Tomas Bobcek nie wpisał się w piątek na listę strzelców, ale był ważną postacią w szatni. Po meczu w rozmowie z nami przyznał, że jako napastnik musi wykorzystywać swoje szanse. Nie zabrakło też słów w kierunku kibiców. - Dziękuję za ten gest - ocenił.

- Kibice dali mi fajne wsparcie. Jak graliśmy w Bielsku, doszło do incydentu z moją rodziną. Kibice Podbeskidzia podeszli do moich rodziców i chcieli zabrać szalik Lechii, ale nie udało się im. Dlatego dziękuje za ten gest, ale się nie spodziewałem tego - rozpoczął Bobcek, który podziekował raz jeszcze fanom Lechii za pomeczowe okrzyki w jego stronę. 
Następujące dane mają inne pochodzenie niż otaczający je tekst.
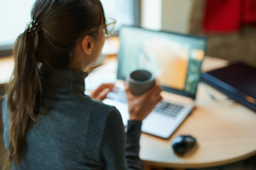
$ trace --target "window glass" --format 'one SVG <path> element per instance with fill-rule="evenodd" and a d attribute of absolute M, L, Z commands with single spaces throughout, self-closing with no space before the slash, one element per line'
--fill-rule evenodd
<path fill-rule="evenodd" d="M 117 20 L 115 30 L 122 25 L 134 25 L 134 4 L 132 0 L 101 0 L 105 16 Z"/>
<path fill-rule="evenodd" d="M 35 0 L 0 1 L 0 47 L 12 45 L 31 20 L 30 13 Z M 102 0 L 106 16 L 117 21 L 115 30 L 134 23 L 133 1 Z"/>
<path fill-rule="evenodd" d="M 31 20 L 35 0 L 0 1 L 0 46 L 14 44 Z"/>

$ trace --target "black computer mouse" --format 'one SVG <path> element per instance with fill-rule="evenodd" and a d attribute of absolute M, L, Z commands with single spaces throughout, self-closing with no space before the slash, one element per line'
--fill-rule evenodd
<path fill-rule="evenodd" d="M 196 143 L 196 140 L 191 135 L 179 135 L 174 139 L 171 146 L 176 154 L 183 154 L 191 149 Z"/>

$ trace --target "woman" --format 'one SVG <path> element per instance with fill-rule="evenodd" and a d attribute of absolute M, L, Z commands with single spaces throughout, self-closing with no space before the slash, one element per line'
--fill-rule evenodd
<path fill-rule="evenodd" d="M 97 60 L 111 24 L 99 0 L 37 0 L 16 40 L 3 102 L 7 162 L 14 169 L 139 169 L 142 120 L 161 100 L 159 83 L 126 93 L 127 132 L 118 110 L 84 94 L 84 70 Z M 92 97 L 104 99 L 102 84 Z"/>

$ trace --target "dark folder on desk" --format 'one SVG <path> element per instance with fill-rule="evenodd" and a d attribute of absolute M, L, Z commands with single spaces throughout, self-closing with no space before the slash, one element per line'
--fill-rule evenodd
<path fill-rule="evenodd" d="M 256 111 L 256 68 L 243 62 L 205 72 L 201 81 Z"/>

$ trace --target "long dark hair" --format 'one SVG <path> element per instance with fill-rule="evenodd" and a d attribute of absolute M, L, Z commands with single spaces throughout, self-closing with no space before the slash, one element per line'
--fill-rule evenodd
<path fill-rule="evenodd" d="M 37 0 L 31 18 L 38 31 L 27 28 L 16 39 L 15 68 L 6 88 L 11 130 L 6 164 L 14 162 L 19 166 L 28 125 L 43 100 L 41 67 L 67 67 L 78 40 L 105 21 L 100 0 Z"/>

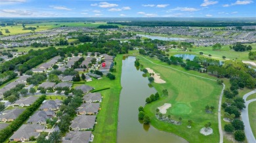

Tomas Bobcek dzisiejszy mecz zakończył bez gola, choć miał ku temu kilka okazji. - Nie jestem szcześliwy z tego, że nic nie wpadło. Jestem jednak szczęśliwy, że zrobiliśmy trzy punkty. Drużyna jest najważniejsza. Ja jestem napastnikiem i chcę strzelać bramki. Pracuje na bramki kolegów, to jest moja praca. Cieszę się, że przy golu Camilo Meny też miałem wpływ - przyznał i dodał: - To dobrze, że szuka mnie piłka i muszę to wykańczać.

 Napastnik znalazł się na liście rezerwowej pierwszej reprezentacji Słowacji. - Jestem szczęśliwy, że trenerzy mnie wypatrzyli. Będę pracował jeszcze bardziej, abym znalazł się w przyszłości na liście powołanych - ocenił.

- Kiedy przyszedłem do Gdańska, z Lesiem zadzwoniliśmy do Haraslina. Wiem, jaki to piłkarz i chciałbym w przyszłości też być tak wspominany - przyznał.

Na początku meczu Bobcek był trochę poturbowany. Wydawało się, że nawet może dojść do zmiany. - Dostałem w głowę i zobaczyłem aż mroczki przed oczami. Na szczęście nic się stało - zakończył napastnik.